US comedy writer, actor and director Mel Brooks has been awarded the highest honour of the British Film Institute (BFI), the BFI Fellowship, at a private dinner in London tonight (March 20).
Previous recipients include Sir Christopher Lee, Ralph Fiennes, David Cronenberg, Dame Judi Dench, Isabelle Huppert, Tim Burton, Martin Scorsese and Orson Welles. The honour is awarded by the BFI Board of Governors and is presented for outstanding achievement in film and television
Ahead of the presentation, Brooks said: “I am deeply honoured to be the recipient of the BFI Fellowship and to be inducted into such distinguished company.

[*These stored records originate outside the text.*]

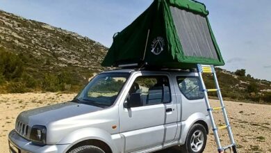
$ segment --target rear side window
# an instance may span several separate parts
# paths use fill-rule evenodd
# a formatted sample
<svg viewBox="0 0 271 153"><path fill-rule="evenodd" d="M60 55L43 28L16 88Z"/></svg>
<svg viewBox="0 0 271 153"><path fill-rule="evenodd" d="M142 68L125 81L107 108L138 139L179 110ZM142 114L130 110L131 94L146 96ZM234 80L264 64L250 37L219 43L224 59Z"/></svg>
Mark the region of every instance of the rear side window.
<svg viewBox="0 0 271 153"><path fill-rule="evenodd" d="M176 79L179 88L187 99L193 100L204 97L199 78L178 76Z"/></svg>
<svg viewBox="0 0 271 153"><path fill-rule="evenodd" d="M129 90L129 96L132 95L138 97L132 107L170 103L171 94L168 78L165 76L138 76Z"/></svg>

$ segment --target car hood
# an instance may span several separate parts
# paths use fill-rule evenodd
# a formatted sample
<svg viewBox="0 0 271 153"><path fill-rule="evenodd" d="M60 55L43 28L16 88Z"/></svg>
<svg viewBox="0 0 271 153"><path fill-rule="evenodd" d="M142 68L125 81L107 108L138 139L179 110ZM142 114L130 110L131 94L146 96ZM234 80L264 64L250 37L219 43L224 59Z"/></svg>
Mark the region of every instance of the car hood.
<svg viewBox="0 0 271 153"><path fill-rule="evenodd" d="M22 112L17 120L32 127L47 125L51 122L89 113L103 108L76 102L65 102Z"/></svg>

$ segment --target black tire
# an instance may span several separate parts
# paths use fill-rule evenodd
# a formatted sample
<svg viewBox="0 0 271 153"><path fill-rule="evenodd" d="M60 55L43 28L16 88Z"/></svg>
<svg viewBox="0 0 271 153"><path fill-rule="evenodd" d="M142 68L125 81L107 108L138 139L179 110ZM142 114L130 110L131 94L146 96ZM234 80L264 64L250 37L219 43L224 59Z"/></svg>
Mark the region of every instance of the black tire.
<svg viewBox="0 0 271 153"><path fill-rule="evenodd" d="M79 147L74 148L69 153L106 153L101 148L94 145L83 145Z"/></svg>
<svg viewBox="0 0 271 153"><path fill-rule="evenodd" d="M199 132L201 132L201 134L199 134ZM195 134L195 136L199 134L200 138L195 138L195 136L193 136L194 134ZM203 141L202 144L199 140ZM200 124L195 124L191 127L188 131L185 144L180 147L181 151L182 153L202 153L204 150L205 146L206 145L206 141L207 132L205 129L205 127ZM195 144L195 142L196 142L196 144L199 145L198 145ZM192 146L192 143L193 143L193 146ZM196 146L199 146L199 148L197 148L197 147L196 148Z"/></svg>

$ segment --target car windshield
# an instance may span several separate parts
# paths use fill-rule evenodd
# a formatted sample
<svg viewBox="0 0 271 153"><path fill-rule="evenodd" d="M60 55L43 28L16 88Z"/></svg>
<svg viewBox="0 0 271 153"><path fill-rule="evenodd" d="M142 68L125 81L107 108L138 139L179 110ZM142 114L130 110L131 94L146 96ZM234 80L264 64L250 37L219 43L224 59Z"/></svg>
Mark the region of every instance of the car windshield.
<svg viewBox="0 0 271 153"><path fill-rule="evenodd" d="M74 101L99 107L113 105L129 76L129 73L104 73L97 75Z"/></svg>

“When I was informed that I had been chosen, I was surprised and delighted. Not many Americans have been offered this prestigious award…and for good reason.”

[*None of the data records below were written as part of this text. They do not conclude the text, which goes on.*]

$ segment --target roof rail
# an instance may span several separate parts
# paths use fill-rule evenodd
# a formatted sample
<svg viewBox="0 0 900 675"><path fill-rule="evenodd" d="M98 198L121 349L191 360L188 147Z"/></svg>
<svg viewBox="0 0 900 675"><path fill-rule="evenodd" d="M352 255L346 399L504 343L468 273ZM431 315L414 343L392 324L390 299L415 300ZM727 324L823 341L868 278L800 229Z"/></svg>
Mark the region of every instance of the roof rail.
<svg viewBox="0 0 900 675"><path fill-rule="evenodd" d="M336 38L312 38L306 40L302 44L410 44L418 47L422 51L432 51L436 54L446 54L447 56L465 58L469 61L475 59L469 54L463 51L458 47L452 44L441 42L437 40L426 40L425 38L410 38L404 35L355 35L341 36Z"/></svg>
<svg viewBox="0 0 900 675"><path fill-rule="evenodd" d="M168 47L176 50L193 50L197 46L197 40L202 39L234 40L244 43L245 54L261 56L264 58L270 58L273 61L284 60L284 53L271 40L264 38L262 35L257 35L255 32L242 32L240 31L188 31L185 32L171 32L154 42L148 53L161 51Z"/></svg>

BFI chair Greg Dyke, who hosted the event, said of Brooks: “His brilliant wit and satire have continued to surprise and delight and, sometimes, astonish, as he delights in flouting convention, taking comedy to areas once held taboo.
“Mel’s irrepressible energy and dazzling originality have made the world a much funnier place.”
Sir John Hurt, BFI Fellow and star of Brooks’ films including The Elephant Man (exec produced by Brooks), History of the World Part 1 and Spaceballs, gave a citation at the event.
Alan Yentob, also a BFI Fellow, interviewed the comedy great at the event in front of guests including Simon Pegg, Mike Leigh, Terry Gilliam, Salman Rushdie, David Walliams, Catherine Tate and BFI CEO Amanda Nevill.
Brooks regaled the small gathering with tales of directing such comedy legends as Zero Mostel, Gene Wilder and Madeline Kahn.
Brooks’ comic instincts were honed from an early age in stand-up comedy, then radio and television. He was a writer for radio on Your Show of Shows, and Caesar’s Hour for Sid Caesar in the early 1950s.
He created the stylish TV spy satire Get Smart (1965) and also worked on The 2000 Year Old Man (1975).
Brooks’ first feature film The Producers (1968) spawned a hit Broadway musical in 2001. His subsequent satires have become cult classics including Blazing Saddles (1974), Silent Movie (1976), High Anxiety (1977), Young Frankenstein (1974), Spaceballs (1987), Robin Hood: Men in Tights (1993) and Dracula: Dead and Loving It (1995).
Aged 88, he still performs as a stand-up comedian will stage a one-man show at London’s Prince of Wales Theatre on March 22.
The Producers starts a new UK tour this month.